Analysis of reaction times

Reaction times for responses to the SART stimuli preceding the experience sampling probe over longer time intervals (i.e. the last five responses prior to the experience sampling probe; for similar approach see ref. 31) were considered for analysis. This interval is referred to as “time before the probe”. Comparisons of reaction times were calculated using Wilcoxon signed rank tests (on-task vs. off-task). Kruskal-Wallis tests were used to quantify whether there were any difference across time points before the mind wandering probe (responses to stimuli 1–5). We decided to use these non-parametric tests rather than analysis of variances because the assumptions of the ANOVA in terms of normality and of homogeneity of variances were violated. This was indicated by Kolmogorov-Smirnov and Levene’s tests.
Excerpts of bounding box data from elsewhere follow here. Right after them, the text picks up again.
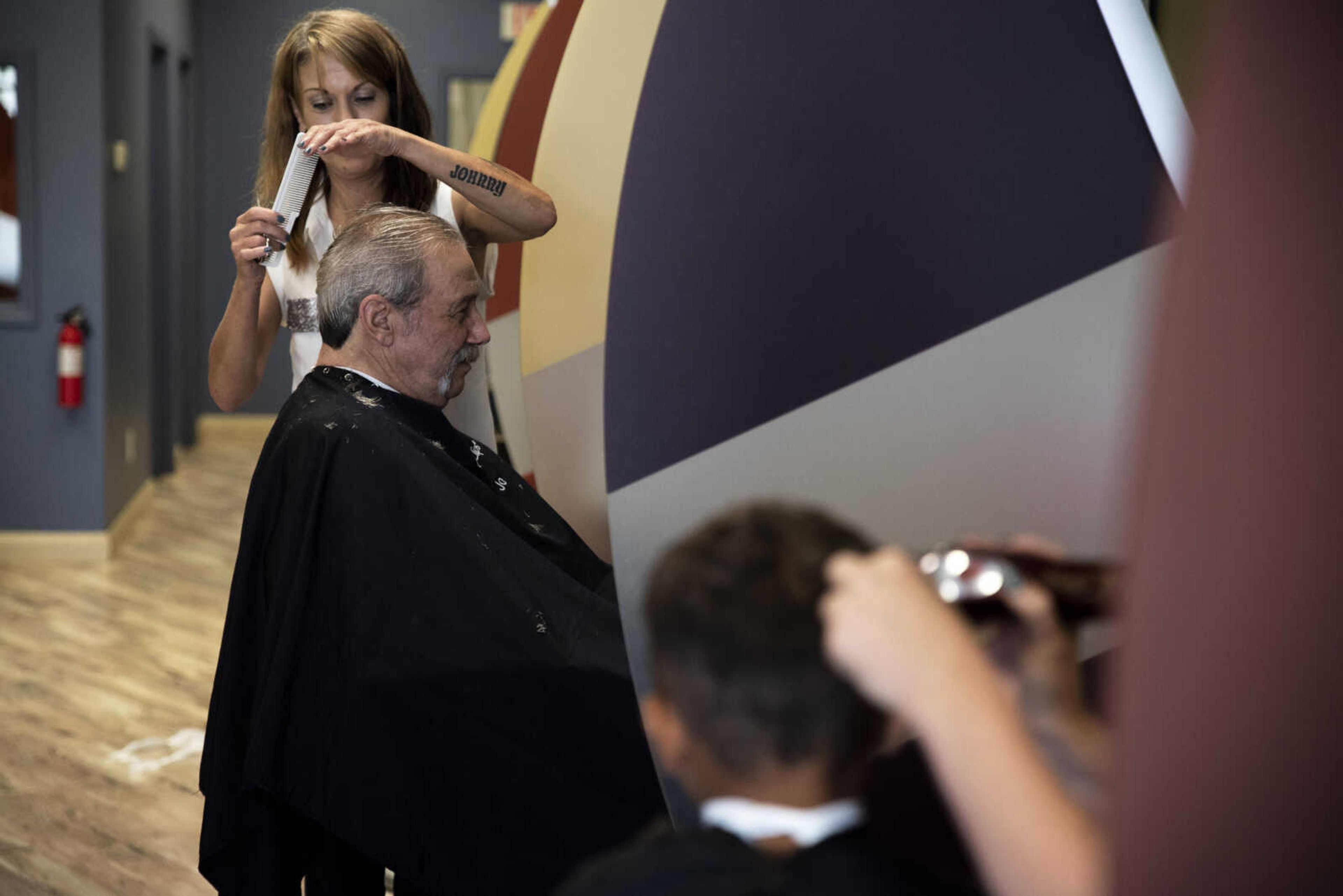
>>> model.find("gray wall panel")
[101,0,195,525]
[610,247,1164,692]
[0,0,107,529]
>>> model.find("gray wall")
[195,0,509,413]
[104,0,195,524]
[0,0,109,529]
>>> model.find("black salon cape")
[556,825,939,896]
[200,367,662,896]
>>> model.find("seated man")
[200,206,662,896]
[560,505,927,896]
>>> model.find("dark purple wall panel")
[606,0,1174,492]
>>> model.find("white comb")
[261,130,318,267]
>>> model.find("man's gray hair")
[317,203,466,348]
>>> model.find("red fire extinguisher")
[56,305,88,407]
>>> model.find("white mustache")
[449,345,481,372]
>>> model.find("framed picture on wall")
[0,48,38,327]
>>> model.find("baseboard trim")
[196,414,275,438]
[0,480,155,563]
[106,480,155,560]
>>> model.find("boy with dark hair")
[561,504,923,896]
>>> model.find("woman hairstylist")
[209,9,555,447]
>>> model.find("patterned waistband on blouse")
[285,298,317,333]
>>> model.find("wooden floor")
[0,426,264,896]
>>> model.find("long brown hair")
[255,9,438,270]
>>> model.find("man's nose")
[470,305,490,345]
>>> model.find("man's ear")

We also compared the standard deviations of reaction times across the five consecutive responses preceding off- (mind wandering) and on-task (no mind wandering) state. To this end, we first averaged RTs across trials for each of the five responses and then calculated the standard deviation across these five reaction times. Finally, we used paired Wilcoxon signed rank to compare the standard deviation of reaction times between on- and off-task states. To calculate the effect sizes in each comparison which involved the median and the Wilcoxon signed rank test, we divided the value of the z-statistic by the square root of the total number of comparisons32: r = z/sqrt(n1 + n2).

Data availability statement

The datasets analyzed during the current study are available from the corresponding author on reasonable request.